The play must be approved by the censors of an “acceptance committee” – this first demands that scenes be omitted before the play is canceled completely and the artistic director of the theater is fired. Joan of Arc fails on stage, her revenants fail on the street.
Martinowitsch succeeds in portraying the dictator and his lackeys, especially with the help of a profound sense of humor that flashes up again and again and with which he exposes the ridiculous fake news about the West and the personality cult surrounding Lukashenko.
But the author’s criticisms are also directed against the West and the EU; After Matvey himself is later imprisoned and then released again, American celebrity colleagues show solidarity, but cannot even pronounce his name and mistake Belarus for Russia. And fellow campaigner Polina informs him that his case has become a political issue in Europe: “The EU Commission has expressed its concern twice in your case. First simple concern. Then deep concern.”

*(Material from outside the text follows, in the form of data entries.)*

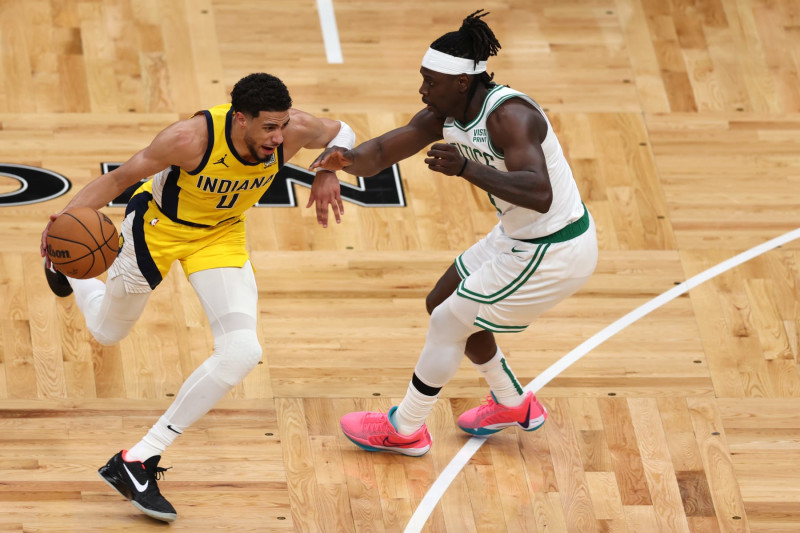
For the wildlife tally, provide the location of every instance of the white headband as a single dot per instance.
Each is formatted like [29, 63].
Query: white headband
[447, 64]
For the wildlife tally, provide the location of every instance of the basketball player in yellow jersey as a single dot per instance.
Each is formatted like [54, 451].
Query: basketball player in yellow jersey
[207, 171]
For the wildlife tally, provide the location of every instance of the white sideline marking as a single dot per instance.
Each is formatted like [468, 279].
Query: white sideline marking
[463, 456]
[330, 33]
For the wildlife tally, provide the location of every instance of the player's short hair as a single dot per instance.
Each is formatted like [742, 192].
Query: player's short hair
[260, 92]
[473, 40]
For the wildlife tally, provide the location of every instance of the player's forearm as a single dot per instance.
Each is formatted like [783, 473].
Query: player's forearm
[524, 188]
[367, 159]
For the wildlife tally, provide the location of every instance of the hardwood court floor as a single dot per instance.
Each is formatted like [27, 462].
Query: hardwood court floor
[681, 120]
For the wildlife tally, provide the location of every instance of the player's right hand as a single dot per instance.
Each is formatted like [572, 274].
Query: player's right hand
[332, 159]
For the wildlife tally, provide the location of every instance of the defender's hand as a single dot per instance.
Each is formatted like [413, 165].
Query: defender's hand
[446, 158]
[326, 191]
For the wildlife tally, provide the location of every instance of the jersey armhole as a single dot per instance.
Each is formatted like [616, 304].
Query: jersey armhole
[209, 146]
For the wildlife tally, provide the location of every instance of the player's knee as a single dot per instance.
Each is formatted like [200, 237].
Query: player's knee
[109, 333]
[238, 352]
[105, 339]
[432, 301]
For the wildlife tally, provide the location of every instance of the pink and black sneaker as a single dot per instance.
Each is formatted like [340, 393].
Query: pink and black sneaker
[374, 432]
[491, 417]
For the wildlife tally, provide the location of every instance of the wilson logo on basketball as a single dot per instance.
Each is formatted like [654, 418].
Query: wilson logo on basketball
[52, 252]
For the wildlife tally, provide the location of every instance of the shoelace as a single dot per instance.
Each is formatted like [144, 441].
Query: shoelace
[159, 473]
[376, 421]
[490, 403]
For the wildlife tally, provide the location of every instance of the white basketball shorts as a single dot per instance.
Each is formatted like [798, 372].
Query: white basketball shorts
[516, 281]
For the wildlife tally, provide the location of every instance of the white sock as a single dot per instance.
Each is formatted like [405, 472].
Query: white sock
[501, 380]
[155, 442]
[410, 415]
[197, 396]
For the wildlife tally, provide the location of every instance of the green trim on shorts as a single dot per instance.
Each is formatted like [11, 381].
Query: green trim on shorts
[497, 328]
[568, 232]
[461, 268]
[509, 289]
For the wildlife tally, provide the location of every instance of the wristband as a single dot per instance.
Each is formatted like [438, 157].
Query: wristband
[346, 138]
[463, 167]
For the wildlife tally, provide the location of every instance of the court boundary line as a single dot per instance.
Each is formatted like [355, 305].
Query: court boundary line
[330, 32]
[440, 485]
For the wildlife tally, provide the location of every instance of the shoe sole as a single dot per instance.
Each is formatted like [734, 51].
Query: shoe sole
[125, 492]
[415, 452]
[491, 430]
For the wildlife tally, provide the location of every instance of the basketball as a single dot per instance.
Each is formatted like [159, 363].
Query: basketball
[82, 243]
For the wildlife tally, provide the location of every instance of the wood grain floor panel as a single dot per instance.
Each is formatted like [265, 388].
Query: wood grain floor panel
[681, 121]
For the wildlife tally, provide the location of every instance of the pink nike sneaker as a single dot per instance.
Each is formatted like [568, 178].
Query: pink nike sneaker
[375, 433]
[491, 417]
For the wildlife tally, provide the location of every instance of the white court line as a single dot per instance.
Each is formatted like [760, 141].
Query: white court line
[330, 33]
[458, 462]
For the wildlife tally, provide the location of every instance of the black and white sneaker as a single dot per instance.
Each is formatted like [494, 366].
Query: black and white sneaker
[57, 281]
[137, 482]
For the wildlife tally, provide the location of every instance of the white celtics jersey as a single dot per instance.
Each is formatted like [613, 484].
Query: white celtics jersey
[518, 222]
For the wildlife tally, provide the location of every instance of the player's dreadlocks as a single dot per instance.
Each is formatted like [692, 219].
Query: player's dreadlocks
[473, 40]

It’s worth reading, and not just because of the mini-points that run through the novel. “The Good Wins” can already be considered one of the great books about the leaden Belarus in the period after the defeated revolution in 2020. Anyone who wants to know how Lukashenko has killed the people of Belarus since then will find out in a nutshell in this reference-rich, demanding, but not over-taxing plot. The language is fast, sharp, pointed. Good wins? Anyone who has read this book will have the greatest doubts about this, even now that many political prisoners are being released and Lukashenko’s course seems unclear. And express concern. Deep concern.